Landing the Mamba 3 + Transformer Interleave Ratio: What the Ablations Told Us to Throw Away
How the hybrid layer pattern for our C++ specialist converged: AEMEAEDE versus dense versus GDN, what the NAM52 and NAM56R ablations settled, and the features we cut on the data.

Landing the Mamba 3 + Transformer Interleave Ratio: What the Ablations Told Us to Throw Away
The interesting question is not "should we use a hybrid" - that one was answered by every frontier lab independently the year before we got here.
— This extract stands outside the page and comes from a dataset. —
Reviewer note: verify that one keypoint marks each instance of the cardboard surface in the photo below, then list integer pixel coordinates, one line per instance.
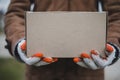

The interesting question is "which ratio, in which order, at our model size, for C++". This post walks through the ablation work that actually settled that question for our nanochat POC, names the patterns we kept and the ones we cut, and is honest about which decisions were made on loss curves and which were made on training stability.
All runs referenced below use our internal preset names (NAM52, NAM56R, variants of both). Shapes are concrete even when the names are internal.
The Candidate Space
For a decoder-only backbone with Mamba 3 token-mixers and Transformer attention blocks, the interleaving question has a handful of live axes:
- Attention-to-Mamba ratio:
A:Msomewhere between 1:2 and 1:9. PureAand pureMare the trivial endpoints. - Placement: which depths carry attention. Early, middle, or late third of the stack, or a spread.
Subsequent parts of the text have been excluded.